Capítulo aparte merece la consideración del gasto que haya generado a unas arcas del Estado, que siguen siendo las de todos, este vergonzoso esparcimiento de incienso en un momento en que, como casi todos los medios de comunicación, las televisiones públicas afrontan una crisis gigantesca y muchos de sus trabajadores están siendo puestos en calle, del mismo modo que habría que analizar si en la continuación del botafumeiro televisivo que constituyó el programa que posteriormente emitió la 1 sobre 'La Generación del Rey', algunos de los participantes no han podido sentirse, vistos los resultados, algo instrumentalizados.

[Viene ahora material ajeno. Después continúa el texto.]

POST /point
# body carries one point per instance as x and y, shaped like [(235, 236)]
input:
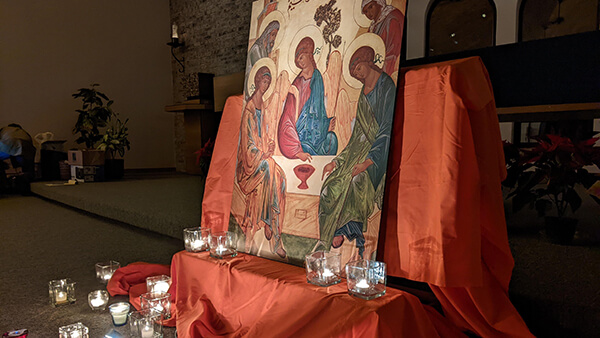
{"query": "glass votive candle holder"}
[(366, 278), (61, 291), (159, 302), (158, 284), (223, 244), (119, 312), (146, 324), (196, 239), (77, 330), (98, 299), (105, 270), (323, 268)]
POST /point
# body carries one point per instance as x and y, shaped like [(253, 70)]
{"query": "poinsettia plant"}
[(547, 174)]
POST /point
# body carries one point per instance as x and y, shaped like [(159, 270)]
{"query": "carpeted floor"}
[(42, 241), (166, 205), (556, 288)]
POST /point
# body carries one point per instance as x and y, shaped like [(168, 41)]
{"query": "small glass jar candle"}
[(196, 239), (159, 302), (98, 299), (145, 324), (158, 284), (105, 270), (61, 291), (119, 312), (323, 268), (223, 244), (77, 330), (366, 279)]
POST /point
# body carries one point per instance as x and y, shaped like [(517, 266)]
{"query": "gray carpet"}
[(42, 241), (165, 205), (556, 288)]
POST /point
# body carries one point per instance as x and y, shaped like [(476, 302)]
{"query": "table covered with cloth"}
[(443, 221), (251, 296)]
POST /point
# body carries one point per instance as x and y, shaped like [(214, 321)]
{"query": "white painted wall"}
[(49, 49), (507, 23)]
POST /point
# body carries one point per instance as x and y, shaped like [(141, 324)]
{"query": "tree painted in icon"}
[(330, 17)]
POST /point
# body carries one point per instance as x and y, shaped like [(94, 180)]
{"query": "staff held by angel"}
[(305, 130), (356, 177), (260, 178)]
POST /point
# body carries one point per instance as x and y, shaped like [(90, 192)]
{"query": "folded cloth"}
[(135, 273)]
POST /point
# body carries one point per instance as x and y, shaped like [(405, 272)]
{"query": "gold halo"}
[(269, 63), (274, 16), (315, 34), (366, 39), (360, 18)]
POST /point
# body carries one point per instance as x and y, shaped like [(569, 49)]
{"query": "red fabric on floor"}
[(131, 280), (135, 273), (254, 297)]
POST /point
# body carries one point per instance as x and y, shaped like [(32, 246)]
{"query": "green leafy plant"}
[(94, 114), (115, 140), (546, 175)]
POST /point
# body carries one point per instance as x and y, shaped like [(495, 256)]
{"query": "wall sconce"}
[(175, 43)]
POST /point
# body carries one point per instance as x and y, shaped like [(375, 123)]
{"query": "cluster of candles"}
[(365, 278), (145, 323), (221, 244)]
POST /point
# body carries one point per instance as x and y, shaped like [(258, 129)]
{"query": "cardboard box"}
[(87, 173), (86, 157)]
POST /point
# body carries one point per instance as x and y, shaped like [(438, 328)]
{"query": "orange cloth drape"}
[(216, 203), (444, 217), (254, 297), (443, 220)]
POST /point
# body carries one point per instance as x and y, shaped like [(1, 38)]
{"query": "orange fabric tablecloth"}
[(255, 297)]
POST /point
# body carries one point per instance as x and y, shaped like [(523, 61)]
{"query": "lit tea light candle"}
[(147, 331), (197, 244), (362, 284), (97, 302), (61, 297), (327, 273), (98, 299), (119, 312), (161, 286)]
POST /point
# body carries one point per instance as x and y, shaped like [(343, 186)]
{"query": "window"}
[(458, 25)]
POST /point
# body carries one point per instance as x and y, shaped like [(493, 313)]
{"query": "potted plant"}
[(95, 113), (115, 141), (546, 177)]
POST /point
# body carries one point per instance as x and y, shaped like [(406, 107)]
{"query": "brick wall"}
[(215, 34)]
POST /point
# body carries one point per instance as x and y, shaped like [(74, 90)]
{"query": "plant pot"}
[(114, 169), (560, 230)]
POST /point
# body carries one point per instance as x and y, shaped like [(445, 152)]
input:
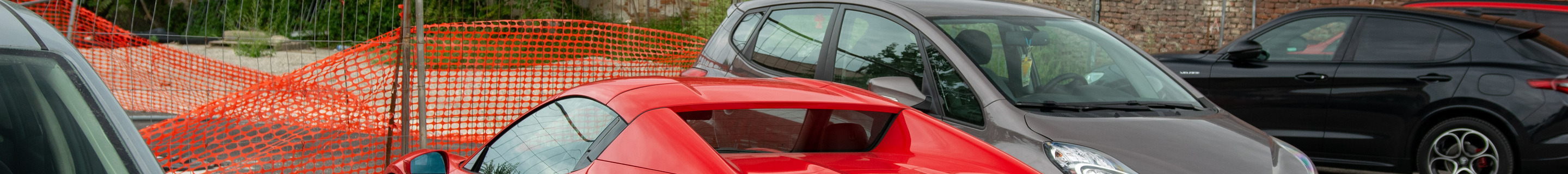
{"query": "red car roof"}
[(681, 93), (660, 140)]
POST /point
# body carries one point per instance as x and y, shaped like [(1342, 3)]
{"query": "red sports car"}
[(722, 126)]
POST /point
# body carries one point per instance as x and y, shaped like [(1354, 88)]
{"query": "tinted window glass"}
[(789, 129), (959, 98), (1061, 60), (1307, 40), (1396, 40), (1451, 45), (551, 140), (1537, 51), (744, 30), (47, 125), (1556, 24), (872, 46), (791, 41)]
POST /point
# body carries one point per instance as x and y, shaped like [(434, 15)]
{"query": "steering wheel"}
[(1078, 80)]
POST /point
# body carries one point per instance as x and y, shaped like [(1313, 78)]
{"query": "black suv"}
[(1398, 88)]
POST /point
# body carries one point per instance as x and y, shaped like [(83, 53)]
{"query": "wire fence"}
[(339, 85)]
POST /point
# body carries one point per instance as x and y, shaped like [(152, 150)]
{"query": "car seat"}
[(977, 46), (843, 137), (5, 170)]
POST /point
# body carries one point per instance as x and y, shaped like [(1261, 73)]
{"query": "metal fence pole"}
[(419, 60), (71, 24), (403, 76), (1223, 7), (1097, 11)]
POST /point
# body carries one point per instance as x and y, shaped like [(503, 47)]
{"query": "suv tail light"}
[(694, 73), (1549, 84)]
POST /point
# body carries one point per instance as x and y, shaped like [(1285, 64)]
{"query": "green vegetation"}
[(253, 47)]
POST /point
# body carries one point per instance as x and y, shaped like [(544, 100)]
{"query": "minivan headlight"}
[(1075, 159)]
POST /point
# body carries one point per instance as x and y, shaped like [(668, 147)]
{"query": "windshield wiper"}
[(1050, 105), (738, 151), (1159, 105)]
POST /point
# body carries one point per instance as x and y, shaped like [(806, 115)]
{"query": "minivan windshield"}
[(47, 125), (1043, 60)]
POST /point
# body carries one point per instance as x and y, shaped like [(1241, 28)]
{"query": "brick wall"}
[(1166, 26)]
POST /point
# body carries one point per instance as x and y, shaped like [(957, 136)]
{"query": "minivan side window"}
[(959, 96), (744, 30), (1396, 40), (791, 40), (872, 46), (551, 140), (1307, 40)]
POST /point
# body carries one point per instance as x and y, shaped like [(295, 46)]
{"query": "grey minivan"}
[(1040, 84), (56, 114)]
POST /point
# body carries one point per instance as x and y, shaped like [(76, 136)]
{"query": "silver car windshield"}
[(1059, 60), (47, 125)]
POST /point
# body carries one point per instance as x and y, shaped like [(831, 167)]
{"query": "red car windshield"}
[(789, 129)]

Pero es que, además -y vamos a ver si nos entendemos-, el problema de fondo de nuestra monarquía no es sólo el de que Hermida no quisiera y/o no pudiera preguntarle al Rey por Urdangarín, por su viaje a Botswana o por su vida privada. Al menos por lo que a mí me toca aquí y ahora ni siquiera voy a entrar en si todas estas cuestiones son un problema, aunque creo que lo constituyen en la medida en que afecten al desempeño de las funciones del Rey y al propio prestigio del Estado. Como tampoco voy a entrar en el insulto y escarnio, y más en tiempos de zozobra como los que vivimos, que para muchos ciudadanos, entre los que me incluyo, comportan ciertas actitudes.

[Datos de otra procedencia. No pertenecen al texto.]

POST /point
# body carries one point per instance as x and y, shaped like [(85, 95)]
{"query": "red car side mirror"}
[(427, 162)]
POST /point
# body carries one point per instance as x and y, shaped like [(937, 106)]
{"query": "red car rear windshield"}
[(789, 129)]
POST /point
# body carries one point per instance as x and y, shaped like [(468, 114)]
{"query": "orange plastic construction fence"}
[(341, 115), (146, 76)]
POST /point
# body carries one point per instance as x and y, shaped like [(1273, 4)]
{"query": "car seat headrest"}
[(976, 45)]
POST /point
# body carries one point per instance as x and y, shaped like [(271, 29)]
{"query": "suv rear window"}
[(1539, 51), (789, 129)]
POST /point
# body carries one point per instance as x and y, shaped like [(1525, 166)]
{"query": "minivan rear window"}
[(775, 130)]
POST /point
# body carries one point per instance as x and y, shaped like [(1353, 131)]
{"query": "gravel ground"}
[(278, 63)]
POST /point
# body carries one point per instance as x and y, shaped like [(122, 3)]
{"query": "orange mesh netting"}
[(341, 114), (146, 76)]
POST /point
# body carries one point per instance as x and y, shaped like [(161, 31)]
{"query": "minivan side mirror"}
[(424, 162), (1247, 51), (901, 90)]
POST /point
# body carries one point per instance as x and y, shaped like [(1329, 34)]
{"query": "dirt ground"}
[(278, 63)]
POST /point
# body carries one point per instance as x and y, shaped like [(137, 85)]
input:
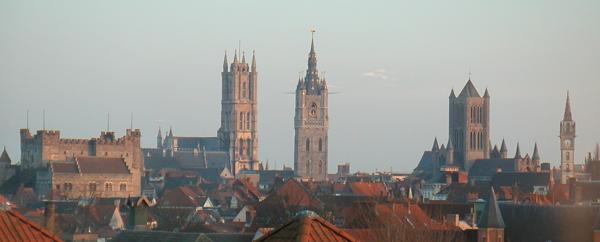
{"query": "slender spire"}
[(225, 62), (492, 217), (503, 146), (435, 147), (536, 153), (568, 116), (253, 61), (597, 155), (518, 153)]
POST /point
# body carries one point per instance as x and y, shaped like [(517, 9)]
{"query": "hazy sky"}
[(393, 64)]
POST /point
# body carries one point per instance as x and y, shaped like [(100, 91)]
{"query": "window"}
[(244, 91), (92, 187), (320, 144)]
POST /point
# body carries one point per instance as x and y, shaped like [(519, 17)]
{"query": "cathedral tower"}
[(238, 134), (469, 125), (311, 123), (567, 144)]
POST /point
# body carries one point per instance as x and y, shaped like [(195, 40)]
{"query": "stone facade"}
[(469, 122), (567, 145), (46, 146), (311, 123), (238, 134)]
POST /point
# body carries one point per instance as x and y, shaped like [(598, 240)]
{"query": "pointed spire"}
[(518, 153), (536, 153), (568, 116), (492, 217), (435, 145), (503, 146), (597, 155), (225, 62), (253, 61)]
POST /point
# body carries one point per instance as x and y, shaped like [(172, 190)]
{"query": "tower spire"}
[(536, 153), (225, 62), (518, 152), (568, 116), (253, 61)]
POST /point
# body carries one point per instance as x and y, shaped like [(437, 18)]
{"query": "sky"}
[(391, 65)]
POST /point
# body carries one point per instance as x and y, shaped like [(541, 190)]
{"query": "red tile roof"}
[(370, 189), (15, 227), (102, 165), (308, 227)]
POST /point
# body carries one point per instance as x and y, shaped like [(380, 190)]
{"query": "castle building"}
[(469, 125), (238, 134), (567, 144), (311, 123), (42, 150)]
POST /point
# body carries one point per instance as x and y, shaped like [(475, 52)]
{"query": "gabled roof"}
[(491, 217), (469, 90), (102, 165), (4, 158), (307, 227), (15, 227)]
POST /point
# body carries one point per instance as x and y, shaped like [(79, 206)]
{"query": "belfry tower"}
[(311, 123), (567, 144), (238, 134)]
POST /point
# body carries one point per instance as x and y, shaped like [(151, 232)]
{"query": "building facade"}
[(311, 123), (238, 134), (469, 125), (46, 146), (567, 144)]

El problema al que voy a tratar de referirme y sobre el que quiero reflexionar con ustedes es el de que en una monarquía constitucional como la británica los reyes no conceden entrevistas, y no solamente acerca de su vida privada y su gusto por las cacerías en el Africa austral o por las presuntas estafas que cometen sus yernos. Es que tampoco, y mucho menos, conceden entrevistas en las que opinen acerca de los asuntos públicos tal como podemos hacerlo los que somos ciudadanos de a pie. Y es que si no son ciudadanos como los demás y, por su carácter inviolable, no pueden ser sentados en un banquillo, y si, por otro lado, su cargo tampoco está sometido al refrendo de las urnas, es precisamente porque los tales reyes, que no lo son por elección propia o ajena, sino por nacimiento, se abstienen en justa correspondencia con tales privilegios tanto de intervenir como de opinar ?en política opinar es intervenir- en los asuntos públicos y de mezclar éstos con su vida privada.

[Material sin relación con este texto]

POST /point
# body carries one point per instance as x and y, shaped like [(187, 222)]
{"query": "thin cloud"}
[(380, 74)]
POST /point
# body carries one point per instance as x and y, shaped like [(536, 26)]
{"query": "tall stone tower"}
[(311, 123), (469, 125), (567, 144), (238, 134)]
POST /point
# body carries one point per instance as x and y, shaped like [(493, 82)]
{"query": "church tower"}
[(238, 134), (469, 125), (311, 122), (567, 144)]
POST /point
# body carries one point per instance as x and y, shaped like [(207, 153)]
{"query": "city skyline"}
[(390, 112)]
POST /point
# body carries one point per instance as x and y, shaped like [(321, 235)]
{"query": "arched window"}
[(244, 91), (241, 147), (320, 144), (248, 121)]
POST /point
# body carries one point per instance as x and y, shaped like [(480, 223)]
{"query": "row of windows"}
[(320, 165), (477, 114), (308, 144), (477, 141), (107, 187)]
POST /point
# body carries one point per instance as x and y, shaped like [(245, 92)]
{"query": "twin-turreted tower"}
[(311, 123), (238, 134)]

Y, dadas las peculiares características de la institución, en la que a veces no se sabe bien dónde empieza lo público y dónde lo privado, es por lo que es necesario que lo público, cuando se ejerce, no tenga el menor asomo, no ya de partidismo, sino de mera intencionalidad política, y que tenga un carácter exclusivamente neutro y representativo. Algo así como un funcionario que se limita a poner un sello a todos los actos del Gobierno, y que, mira por donde, se da el caso de que es el más alto funcionario del Estado y su cabeza visible. Pero nada más.
Pues bien: lo cierto es que así como tanto Isabel de Inglaterra como el resto de testas coronadas de nuestro entorno se ajustan a ese papel, como una herencia de la Transición y del papel primordial que el Rey jugó en ella, Juan Carlos I es la única excepción a la regla, si nos olvidamos del norteafricano Mohammed VI, aunque este último es, o debiera ser, al menos de momento, harina de otro costal.
Y es que si se tienen en cuenta no únicamente los mensajes navideños de Juan Carlos I, sino también los discursos oficiales en que aprovecha para opinar por sí mismo y dar a los medios de comunicación titulares sobre los temas más candentes, o, sobre todo, el importante papel que juega en la política exterior del Estado, especialmente con Iberoamérica y los países árabes y singularmente con Marruecos, es dudoso que a nuestro Rey pueda aplicársele con propiedad la vieja máxima de que los soberanos constitucionales reinan pero no gobiernan.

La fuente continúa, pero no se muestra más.